Climate Change and Socio-Demographic Intricacies: Exploring Compound Relationships between Climate Extremes, Child Health, and Resilience

Seminar no. 1370 (Special)
21 January 2026 Time: 14:00 – 15:00 hrs.

Speaker: Atiq Kainan Ahmed (Ph.D. IPSR Student)

Climate change increasingly manifests as a compound risk, wherein climatic hazards, socio-demographic inequalities, and disaster trends converge to amplify risks across various scales. This research develops a multi-layered methodological framework to investigate child health outcomes, focusing on stunting, wasting, and under-five mortality (U5MR).

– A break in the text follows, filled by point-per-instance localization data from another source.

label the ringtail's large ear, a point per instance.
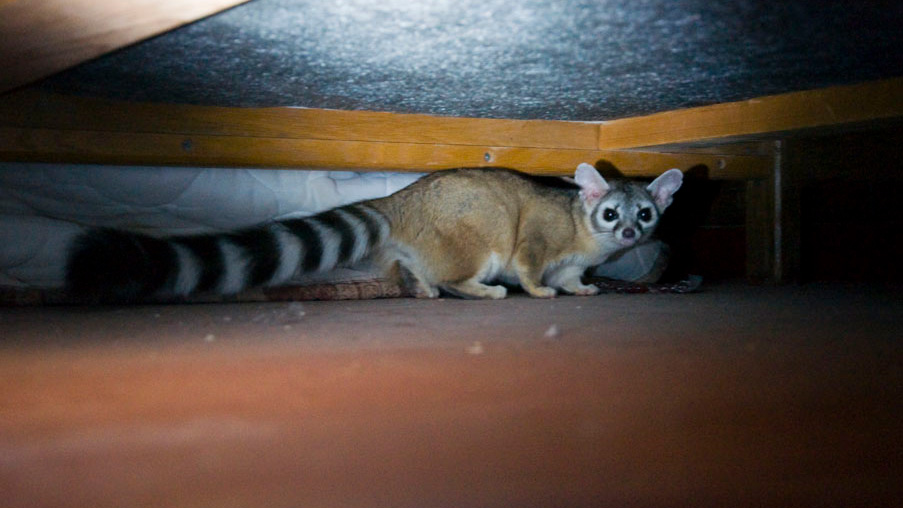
(664, 187)
(592, 186)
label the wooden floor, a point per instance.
(735, 396)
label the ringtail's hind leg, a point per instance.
(530, 278)
(568, 279)
(413, 283)
(473, 288)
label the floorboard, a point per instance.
(737, 395)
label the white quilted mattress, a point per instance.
(43, 206)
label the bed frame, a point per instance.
(748, 140)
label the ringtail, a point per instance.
(466, 232)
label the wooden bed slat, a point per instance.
(130, 148)
(773, 116)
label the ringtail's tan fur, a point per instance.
(464, 231)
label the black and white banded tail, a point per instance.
(114, 265)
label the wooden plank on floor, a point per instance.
(42, 37)
(773, 116)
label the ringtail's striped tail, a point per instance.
(115, 265)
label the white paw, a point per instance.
(543, 292)
(583, 290)
(496, 292)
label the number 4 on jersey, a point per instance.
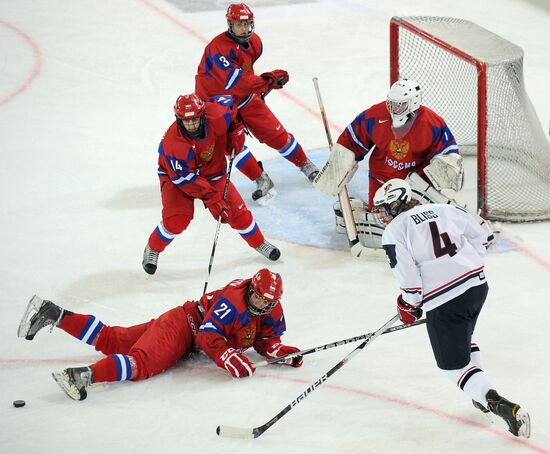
(441, 242)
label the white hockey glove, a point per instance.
(338, 170)
(446, 171)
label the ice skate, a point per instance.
(269, 251)
(150, 260)
(517, 419)
(39, 314)
(265, 188)
(310, 170)
(74, 381)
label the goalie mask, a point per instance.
(391, 199)
(240, 22)
(264, 292)
(404, 99)
(190, 113)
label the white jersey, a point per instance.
(436, 253)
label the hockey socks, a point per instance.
(114, 368)
(84, 327)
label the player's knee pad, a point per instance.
(176, 223)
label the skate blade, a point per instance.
(266, 199)
(62, 379)
(32, 307)
(524, 423)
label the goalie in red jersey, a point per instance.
(402, 139)
(192, 165)
(223, 324)
(227, 67)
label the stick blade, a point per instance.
(235, 432)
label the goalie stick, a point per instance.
(242, 432)
(225, 189)
(343, 196)
(333, 344)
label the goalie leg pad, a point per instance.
(338, 170)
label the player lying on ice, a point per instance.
(403, 139)
(436, 252)
(223, 324)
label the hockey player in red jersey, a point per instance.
(436, 252)
(192, 165)
(403, 139)
(227, 67)
(223, 324)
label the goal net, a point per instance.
(473, 78)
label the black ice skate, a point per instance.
(265, 188)
(39, 314)
(517, 419)
(269, 251)
(74, 381)
(310, 170)
(150, 260)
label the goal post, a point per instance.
(473, 78)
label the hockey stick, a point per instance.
(242, 432)
(225, 190)
(333, 344)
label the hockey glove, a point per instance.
(217, 206)
(277, 350)
(235, 363)
(276, 78)
(236, 137)
(407, 312)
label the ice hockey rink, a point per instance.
(86, 92)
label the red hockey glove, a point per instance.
(217, 206)
(236, 137)
(276, 78)
(277, 350)
(408, 313)
(235, 363)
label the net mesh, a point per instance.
(517, 153)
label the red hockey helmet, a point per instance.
(267, 289)
(189, 106)
(239, 12)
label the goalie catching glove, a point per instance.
(277, 350)
(338, 170)
(235, 363)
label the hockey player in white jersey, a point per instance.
(436, 252)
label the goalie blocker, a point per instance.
(369, 228)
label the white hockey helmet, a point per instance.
(404, 99)
(390, 198)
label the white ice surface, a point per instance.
(86, 89)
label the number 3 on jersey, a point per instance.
(441, 242)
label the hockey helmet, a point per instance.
(265, 291)
(390, 199)
(404, 99)
(237, 13)
(188, 109)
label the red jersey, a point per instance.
(397, 157)
(226, 67)
(192, 164)
(227, 322)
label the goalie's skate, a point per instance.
(39, 314)
(518, 420)
(269, 251)
(74, 381)
(310, 170)
(150, 260)
(265, 189)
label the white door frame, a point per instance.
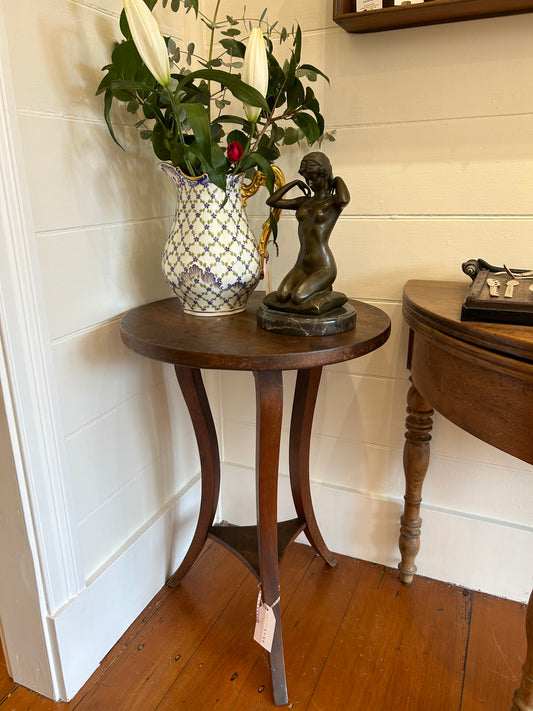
(37, 441)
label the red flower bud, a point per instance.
(235, 151)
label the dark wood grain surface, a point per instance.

The study is conducted on two levels: a) macro-level (a global, multi-country analysis), and b) micro-level analysis centered on Bangladesh, utilizing the latest Bangladesh Demographic and Health Survey (BDHS 2022) dataset and localizing the analysis to 674 clusters within Bangladesh. At the macro level, weighted regression models across 215 countries integrate climatic exposures (temperature, hot days ≥35°C, precipitation extremes, PM2.5) with socio-demographic determinants (GDP per capita, poverty, universal health coverage, nutrition affordability, female literacy) and disaster trends. The results demonstrate that wasting is primarily driven by climate and socio-demographic factors, whereas stunting arises from the cumulative effects of environmental and socioeconomic vulnerabilities. The U5MR is predominantly influenced by systemic governance, healthcare coverage, and disasters. At the micro level, nationally representative data from the BDHS 2022 are linked to high-resolution datasets on climate, air pollution, and disasters. Findings indicate that variability in precipitation consistently functions as a climatic determinant of undernutrition, whereas maternal education, household wealth, and antenatal care serve as protective factors. Mortality exhibits the greatest sensitivity to compound risks, with disaster exposure and air pollution significantly affecting outcomes even after adjusting for socio-demographic variables. These findings affirm the conceptual underpinning of this research, which posits compound risk as a multi-layered construct shaped by the complexities of climate hazards, socio-demographic exposures, and disaster trajectories, structured across macro- and micro-contexts. Keywords: Climate change, Compound risk, Socio-demographic intricacies, Child health outcomes, Disaster, Macro-micro analysis.